"Be anxious for nothing, but in everything by prayer and supplication, with thanksgiving, let your requests be made known to God; and the peace of God, which surpasses all understanding, will guard your hearts and minds through Christ Jesus." Philippians 4:6-7
I love rollercoasters. Seriously. If it is fast, I’m there. Does it go upside down? Sign me up. Do you have to wear a shoulder harness? Awesome. Loopty-loop? Yes, please. There are also amusement park rides I do not enjoy. If it spins you around, no, thanks. Do you hang from a couple chains suspended like a preschooler on a swing set? I’ll pass. And the great-big slippery slide… Sorry, I just don’t see the point (plus the gunny-sacks you have to sit on always give me the heebie-jeebies).
A few years ago, on a trip to Disney’s California Adventure amusement park with my family, I spent a ridiculous amount of time in line for the ultimate thrill ride: the Incredicoster. It is a rollercoaster themed after the 2004 Pixar movie The Incredibles.
It was about 187-degrees Fahrenheit that day (give or take) as we stood melting into our tennis shoes. We watched and waited as person after person, family after family, boarded the coaster and shot off into 6,072-feet of twists and turns, reaching a height of 121-feet barreling around the corners at 55 miles per hour. The clatter of the car on the track and squeals of the patrons was a cacophony of delight to my ears. When the ride was over, person after person exited the ride with the same permanent, ear to ear grin.
I was abuzz with expectation. The anticipation of the ride kept my attention laser focused on each element. Every swoop and turn captivated me. The change of sound as the cars approached the loop, climbed, reached the apex and catapulted to earth.
Each passengers’ trip lasted only 3 minutes. As we waited, we witnessed run after run after run of this colossal mechanism. And. I. Simply. Could. Not. Wait!
I’m not sure what the appeal is for me and rollercoasters… But I can take a guess. I’m not naturally a thrill seeker. I pretty much play by the rules and keep myself as far away from danger as humanly possible. This, I believe, is why I love rollercoasters. Roller Coasters are a safe risk. I don’t naturally take unsafe risks. I don’t drive without a seatbelt. I don’t experiment with drugs, knives or firearms. I don’t drink milk after the expiration date. No risks. Or as few risks as I can manage.
So, when I visit a fair or an amusement park, there is a certain thrill in taking a mitigated risk. I know (or at least believe) that if I go on a rollercoaster, it will offer me a safe thrill. I will experience the excitement of danger, without actually putting myself into danger. This feeds my adrenaline and gives me a rush. Afterward, I can recover with a corn-dog and a candied-apple, so that’s an added plus which feeds my stomach.
I know people who are addicted to drama. They live a life of constant upset. They have relationship issues. They are in turmoil over work issues. They yell at their neighbors. They hate their boss. It is just one intense siege of drama after another. They live in the rush of the rollercoaster. They feed on the adrenaline that perpetual conflict serves to them.
If and when they finally get an issue resolved and life settles into a normal rhythm, they crash from the high. They crave the drama because they crave the adrenaline because they carve the high. The are living on a metaphorical roller coaster.
This would exhaust me.
And I’m sure it exhausts them.
When we are living in a constant state of exhaustion, we become irritable. People who live in a constant state of elevated drama are irritable because they are exhausted by living in a constant state of elevated drama. It even sounds like a roller coaster, doesn’t it? Well, it is.

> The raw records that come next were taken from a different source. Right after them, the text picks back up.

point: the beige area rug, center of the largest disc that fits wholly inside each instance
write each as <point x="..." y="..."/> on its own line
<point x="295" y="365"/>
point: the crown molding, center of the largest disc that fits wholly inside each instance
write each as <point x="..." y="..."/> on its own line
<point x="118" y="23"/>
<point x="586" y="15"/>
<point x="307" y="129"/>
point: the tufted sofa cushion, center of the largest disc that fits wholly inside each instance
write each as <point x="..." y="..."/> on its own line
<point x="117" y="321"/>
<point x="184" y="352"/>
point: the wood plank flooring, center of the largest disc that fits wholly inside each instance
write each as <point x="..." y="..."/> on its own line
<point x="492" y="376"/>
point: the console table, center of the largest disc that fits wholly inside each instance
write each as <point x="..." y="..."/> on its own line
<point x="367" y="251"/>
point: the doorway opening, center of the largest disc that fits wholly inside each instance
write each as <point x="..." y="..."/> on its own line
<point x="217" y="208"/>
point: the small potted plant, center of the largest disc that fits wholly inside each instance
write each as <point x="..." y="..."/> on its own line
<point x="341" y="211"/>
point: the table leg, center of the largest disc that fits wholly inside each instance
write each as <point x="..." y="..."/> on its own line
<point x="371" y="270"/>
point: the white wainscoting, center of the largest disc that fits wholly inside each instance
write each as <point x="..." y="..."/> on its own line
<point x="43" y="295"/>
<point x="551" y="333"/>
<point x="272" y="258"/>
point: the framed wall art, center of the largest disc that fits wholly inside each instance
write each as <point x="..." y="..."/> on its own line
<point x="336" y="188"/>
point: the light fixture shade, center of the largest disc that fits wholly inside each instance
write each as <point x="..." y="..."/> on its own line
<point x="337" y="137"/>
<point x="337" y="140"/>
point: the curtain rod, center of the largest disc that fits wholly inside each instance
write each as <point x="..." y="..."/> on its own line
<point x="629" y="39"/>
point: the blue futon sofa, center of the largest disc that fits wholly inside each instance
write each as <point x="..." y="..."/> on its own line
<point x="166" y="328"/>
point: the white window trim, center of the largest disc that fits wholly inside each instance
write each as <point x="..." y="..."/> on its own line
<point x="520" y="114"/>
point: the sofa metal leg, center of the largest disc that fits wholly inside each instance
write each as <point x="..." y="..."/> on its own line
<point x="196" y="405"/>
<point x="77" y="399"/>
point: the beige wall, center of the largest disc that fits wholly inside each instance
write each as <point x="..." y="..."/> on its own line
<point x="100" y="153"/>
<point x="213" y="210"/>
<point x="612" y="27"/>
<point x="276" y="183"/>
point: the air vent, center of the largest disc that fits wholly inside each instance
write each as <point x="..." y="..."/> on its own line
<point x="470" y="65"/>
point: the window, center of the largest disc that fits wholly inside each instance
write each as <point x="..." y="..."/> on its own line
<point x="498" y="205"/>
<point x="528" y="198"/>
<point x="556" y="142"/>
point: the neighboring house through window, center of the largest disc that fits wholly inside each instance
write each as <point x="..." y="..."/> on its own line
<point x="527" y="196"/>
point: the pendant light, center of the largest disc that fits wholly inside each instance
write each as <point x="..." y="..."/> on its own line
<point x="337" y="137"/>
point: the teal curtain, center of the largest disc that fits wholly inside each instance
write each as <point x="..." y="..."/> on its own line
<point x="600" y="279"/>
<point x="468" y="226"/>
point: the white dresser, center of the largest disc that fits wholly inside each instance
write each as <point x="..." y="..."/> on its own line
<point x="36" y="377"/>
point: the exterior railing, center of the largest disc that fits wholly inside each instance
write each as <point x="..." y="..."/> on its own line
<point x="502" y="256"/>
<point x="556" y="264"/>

The thing about thrill-seeking is that it is addictive. The thrill-seeker chases the adrenaline high like an addict chasing a fix. They need to get the rush. And a bigger and better rush at that. The drama driven thrill-seeker seeks drama to cure the itch, to quench the thirst. This is a toxic, self-destructive behavior.

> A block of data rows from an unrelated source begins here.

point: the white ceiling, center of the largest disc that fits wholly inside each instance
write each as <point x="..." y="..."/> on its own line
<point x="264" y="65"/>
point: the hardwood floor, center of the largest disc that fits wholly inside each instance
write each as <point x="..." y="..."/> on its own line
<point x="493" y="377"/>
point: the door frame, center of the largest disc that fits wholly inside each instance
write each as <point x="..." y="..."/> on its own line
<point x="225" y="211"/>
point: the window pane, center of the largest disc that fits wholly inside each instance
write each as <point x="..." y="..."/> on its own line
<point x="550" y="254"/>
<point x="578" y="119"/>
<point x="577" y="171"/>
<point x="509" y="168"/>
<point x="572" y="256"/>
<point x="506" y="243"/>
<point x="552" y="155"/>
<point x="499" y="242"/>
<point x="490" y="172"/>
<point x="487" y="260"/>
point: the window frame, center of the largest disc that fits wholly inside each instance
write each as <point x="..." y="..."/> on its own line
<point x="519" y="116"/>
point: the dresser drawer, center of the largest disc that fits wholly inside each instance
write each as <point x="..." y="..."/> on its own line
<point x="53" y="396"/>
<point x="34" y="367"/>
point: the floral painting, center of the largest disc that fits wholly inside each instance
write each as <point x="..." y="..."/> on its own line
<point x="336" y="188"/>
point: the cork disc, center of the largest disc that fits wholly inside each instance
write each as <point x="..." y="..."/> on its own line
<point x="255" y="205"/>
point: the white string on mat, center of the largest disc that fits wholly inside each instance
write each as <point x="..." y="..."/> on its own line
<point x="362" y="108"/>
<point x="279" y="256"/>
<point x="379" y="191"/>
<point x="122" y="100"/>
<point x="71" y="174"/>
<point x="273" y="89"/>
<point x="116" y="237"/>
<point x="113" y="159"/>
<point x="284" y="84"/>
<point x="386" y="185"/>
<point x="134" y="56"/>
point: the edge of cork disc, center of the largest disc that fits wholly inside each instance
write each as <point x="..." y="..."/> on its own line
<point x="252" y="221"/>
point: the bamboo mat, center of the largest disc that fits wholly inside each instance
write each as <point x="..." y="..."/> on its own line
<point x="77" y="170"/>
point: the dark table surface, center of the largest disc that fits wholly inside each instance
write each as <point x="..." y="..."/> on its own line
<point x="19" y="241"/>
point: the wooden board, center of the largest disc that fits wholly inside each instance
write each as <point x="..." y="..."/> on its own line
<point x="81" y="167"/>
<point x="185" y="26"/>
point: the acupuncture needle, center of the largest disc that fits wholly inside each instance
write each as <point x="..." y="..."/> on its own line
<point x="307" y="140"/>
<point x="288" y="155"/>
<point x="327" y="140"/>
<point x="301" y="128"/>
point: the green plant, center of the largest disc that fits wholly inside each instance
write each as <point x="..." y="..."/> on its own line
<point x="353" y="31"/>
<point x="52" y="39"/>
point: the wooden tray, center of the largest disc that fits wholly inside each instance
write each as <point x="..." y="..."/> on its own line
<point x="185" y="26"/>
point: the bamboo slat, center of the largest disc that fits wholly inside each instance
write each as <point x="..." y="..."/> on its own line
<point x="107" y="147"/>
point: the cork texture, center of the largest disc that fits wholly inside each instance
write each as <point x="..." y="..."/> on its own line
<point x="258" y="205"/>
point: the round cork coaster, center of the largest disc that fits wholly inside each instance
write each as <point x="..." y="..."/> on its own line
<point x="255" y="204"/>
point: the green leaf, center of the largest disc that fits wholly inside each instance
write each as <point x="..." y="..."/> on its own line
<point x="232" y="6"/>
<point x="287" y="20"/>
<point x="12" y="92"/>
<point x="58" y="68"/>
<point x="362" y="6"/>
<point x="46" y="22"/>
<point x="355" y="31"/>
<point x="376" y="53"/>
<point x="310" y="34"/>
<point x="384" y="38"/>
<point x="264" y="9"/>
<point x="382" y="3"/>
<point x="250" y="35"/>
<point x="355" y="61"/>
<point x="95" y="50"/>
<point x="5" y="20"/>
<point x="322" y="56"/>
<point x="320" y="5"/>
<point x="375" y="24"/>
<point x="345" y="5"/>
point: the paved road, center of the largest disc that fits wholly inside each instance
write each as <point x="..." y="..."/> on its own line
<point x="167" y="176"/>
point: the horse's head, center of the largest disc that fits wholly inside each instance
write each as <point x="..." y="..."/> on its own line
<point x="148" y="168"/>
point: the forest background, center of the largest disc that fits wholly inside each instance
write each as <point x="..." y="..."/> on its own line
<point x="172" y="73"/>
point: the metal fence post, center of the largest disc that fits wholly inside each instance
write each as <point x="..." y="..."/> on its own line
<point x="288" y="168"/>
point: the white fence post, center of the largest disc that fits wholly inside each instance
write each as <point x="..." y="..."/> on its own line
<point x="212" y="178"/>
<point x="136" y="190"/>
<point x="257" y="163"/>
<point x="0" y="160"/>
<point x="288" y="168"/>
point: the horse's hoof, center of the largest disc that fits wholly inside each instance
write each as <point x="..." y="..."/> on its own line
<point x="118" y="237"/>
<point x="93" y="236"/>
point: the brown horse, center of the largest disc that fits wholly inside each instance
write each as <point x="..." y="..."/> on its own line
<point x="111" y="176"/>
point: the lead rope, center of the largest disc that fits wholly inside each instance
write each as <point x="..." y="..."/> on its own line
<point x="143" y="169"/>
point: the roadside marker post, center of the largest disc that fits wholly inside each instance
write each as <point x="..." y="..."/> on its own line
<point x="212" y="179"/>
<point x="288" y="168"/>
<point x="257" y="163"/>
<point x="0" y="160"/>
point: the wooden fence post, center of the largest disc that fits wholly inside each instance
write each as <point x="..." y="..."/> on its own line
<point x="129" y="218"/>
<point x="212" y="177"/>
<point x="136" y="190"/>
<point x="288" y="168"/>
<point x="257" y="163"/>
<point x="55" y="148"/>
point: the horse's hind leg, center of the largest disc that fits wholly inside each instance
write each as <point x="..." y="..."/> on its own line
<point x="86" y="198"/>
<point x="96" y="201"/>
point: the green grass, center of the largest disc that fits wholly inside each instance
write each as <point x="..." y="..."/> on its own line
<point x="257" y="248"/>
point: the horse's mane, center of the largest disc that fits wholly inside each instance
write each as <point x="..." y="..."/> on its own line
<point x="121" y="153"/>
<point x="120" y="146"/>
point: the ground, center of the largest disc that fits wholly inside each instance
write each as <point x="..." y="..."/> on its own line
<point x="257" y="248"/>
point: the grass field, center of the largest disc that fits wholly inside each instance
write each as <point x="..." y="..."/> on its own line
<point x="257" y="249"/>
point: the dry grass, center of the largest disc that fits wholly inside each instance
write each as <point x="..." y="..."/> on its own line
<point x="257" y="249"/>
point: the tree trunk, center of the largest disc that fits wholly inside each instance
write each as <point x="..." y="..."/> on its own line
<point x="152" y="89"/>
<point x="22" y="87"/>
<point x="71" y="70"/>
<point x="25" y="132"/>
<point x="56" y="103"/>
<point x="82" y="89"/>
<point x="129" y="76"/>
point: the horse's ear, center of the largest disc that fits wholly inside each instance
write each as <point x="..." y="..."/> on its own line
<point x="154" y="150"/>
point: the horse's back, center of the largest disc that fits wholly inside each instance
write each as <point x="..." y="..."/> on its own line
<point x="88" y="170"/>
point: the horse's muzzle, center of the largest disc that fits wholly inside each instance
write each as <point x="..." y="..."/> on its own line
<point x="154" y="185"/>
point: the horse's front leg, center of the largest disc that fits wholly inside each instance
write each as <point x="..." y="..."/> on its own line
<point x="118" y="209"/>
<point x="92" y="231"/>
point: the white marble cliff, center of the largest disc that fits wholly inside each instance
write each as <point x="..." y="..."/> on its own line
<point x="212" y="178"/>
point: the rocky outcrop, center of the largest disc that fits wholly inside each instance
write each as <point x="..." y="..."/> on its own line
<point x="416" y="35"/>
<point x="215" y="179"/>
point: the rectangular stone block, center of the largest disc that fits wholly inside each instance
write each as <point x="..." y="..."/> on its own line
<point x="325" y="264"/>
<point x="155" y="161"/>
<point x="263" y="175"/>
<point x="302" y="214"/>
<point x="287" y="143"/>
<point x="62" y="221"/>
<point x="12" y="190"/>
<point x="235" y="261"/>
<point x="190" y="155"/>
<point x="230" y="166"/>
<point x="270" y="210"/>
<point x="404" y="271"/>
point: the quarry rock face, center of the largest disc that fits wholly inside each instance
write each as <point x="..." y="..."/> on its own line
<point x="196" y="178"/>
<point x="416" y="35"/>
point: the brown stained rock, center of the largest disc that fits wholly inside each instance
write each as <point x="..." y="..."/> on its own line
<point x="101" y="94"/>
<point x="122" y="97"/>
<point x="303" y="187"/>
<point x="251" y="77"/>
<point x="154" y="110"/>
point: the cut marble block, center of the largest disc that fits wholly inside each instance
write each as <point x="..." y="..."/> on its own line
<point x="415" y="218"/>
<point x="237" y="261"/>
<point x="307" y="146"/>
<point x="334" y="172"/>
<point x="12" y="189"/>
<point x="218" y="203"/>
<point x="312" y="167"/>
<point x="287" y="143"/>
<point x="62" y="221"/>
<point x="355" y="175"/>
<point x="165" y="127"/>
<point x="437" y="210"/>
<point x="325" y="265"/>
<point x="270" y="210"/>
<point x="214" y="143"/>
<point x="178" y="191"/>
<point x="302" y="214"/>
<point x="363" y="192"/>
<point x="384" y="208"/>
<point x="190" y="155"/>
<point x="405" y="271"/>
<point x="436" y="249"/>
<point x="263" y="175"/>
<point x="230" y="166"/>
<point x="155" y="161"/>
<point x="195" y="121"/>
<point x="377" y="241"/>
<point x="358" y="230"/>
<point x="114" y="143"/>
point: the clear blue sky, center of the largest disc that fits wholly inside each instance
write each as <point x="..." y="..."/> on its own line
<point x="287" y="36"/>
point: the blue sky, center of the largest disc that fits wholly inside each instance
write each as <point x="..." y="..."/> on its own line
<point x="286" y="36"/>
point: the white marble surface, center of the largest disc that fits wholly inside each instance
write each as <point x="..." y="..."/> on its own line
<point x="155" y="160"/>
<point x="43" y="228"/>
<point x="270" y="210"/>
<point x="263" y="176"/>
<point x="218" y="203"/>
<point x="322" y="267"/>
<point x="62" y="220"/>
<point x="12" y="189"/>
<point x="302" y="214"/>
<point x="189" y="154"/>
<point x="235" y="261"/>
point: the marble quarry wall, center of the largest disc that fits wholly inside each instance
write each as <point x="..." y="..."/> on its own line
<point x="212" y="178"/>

As I said before, I try to stay as far away from danger as possible. Additionally, I try to stay away from drama, too. So seeking the thrill of a rollercoaster gives me the temporary high of danger that I love, but the quest for it is temporary. I can give drama the old “heave-ho” without so much as a sideways glance.

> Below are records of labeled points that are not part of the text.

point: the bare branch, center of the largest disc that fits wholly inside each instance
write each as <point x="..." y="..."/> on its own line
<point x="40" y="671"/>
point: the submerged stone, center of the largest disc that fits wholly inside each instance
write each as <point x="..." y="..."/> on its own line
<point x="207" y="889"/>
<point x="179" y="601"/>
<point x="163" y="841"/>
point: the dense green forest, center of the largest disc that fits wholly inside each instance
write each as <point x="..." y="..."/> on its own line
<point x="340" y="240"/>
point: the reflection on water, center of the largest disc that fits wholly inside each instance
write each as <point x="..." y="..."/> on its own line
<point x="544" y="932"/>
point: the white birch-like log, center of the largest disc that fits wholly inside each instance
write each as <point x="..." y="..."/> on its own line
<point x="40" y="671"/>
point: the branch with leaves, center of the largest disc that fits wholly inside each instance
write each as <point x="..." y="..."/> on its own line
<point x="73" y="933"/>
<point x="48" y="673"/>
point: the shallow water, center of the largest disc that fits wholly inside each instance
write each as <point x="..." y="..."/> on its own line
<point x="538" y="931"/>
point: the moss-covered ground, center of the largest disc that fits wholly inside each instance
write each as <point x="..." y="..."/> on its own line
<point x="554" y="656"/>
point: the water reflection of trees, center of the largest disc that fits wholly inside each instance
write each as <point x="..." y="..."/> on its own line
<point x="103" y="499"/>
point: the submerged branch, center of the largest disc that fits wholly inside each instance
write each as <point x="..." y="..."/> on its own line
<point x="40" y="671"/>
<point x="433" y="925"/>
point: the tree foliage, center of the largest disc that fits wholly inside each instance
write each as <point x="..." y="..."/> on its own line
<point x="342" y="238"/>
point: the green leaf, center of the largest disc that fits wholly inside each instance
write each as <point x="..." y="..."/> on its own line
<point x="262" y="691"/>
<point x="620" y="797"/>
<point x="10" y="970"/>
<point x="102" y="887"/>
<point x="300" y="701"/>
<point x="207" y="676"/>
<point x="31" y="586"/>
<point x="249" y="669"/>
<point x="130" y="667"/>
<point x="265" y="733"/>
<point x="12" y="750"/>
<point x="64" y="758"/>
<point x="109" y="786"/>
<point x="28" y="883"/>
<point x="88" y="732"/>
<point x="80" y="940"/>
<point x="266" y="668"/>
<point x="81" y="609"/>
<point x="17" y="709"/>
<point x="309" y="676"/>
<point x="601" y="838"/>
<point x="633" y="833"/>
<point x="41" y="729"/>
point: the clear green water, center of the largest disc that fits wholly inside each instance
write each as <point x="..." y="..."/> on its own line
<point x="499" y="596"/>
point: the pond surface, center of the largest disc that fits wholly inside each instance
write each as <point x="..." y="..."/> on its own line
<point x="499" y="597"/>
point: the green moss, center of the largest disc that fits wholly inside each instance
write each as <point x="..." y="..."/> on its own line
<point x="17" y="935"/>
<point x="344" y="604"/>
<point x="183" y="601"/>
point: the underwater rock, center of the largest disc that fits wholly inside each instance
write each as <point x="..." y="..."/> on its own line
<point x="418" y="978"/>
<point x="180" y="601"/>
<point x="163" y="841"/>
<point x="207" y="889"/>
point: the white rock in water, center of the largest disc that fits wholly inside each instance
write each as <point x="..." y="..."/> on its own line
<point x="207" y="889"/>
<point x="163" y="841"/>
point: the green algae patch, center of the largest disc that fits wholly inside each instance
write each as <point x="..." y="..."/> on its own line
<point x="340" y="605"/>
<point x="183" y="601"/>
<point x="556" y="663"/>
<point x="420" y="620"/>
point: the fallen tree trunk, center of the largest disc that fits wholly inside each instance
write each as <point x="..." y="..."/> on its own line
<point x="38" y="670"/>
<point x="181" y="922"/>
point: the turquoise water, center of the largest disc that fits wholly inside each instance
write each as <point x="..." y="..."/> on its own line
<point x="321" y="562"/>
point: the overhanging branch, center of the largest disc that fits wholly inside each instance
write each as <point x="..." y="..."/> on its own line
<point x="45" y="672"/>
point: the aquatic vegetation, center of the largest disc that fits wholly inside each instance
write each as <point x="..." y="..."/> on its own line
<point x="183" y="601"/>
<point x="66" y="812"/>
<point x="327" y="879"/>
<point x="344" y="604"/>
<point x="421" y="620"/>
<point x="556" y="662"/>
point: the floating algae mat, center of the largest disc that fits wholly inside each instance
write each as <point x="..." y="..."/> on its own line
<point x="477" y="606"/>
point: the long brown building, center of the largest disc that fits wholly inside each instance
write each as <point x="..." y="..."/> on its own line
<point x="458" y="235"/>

It’s hard to understand why some people crave the drama. Maybe it gives them the feeling of being alive. Just like a rollercoaster. It reminds them that they have a beating heart, that they can think and feel and decide for themselves.
For me, it just seems like too high a cost. Especially when, with a rollercoaster, you can simply buy a ticket, hop in, fasten your seatbelt and take the ride of your life at the local fair… Then you can always buy an elephant ear or sno-cone when you’re done.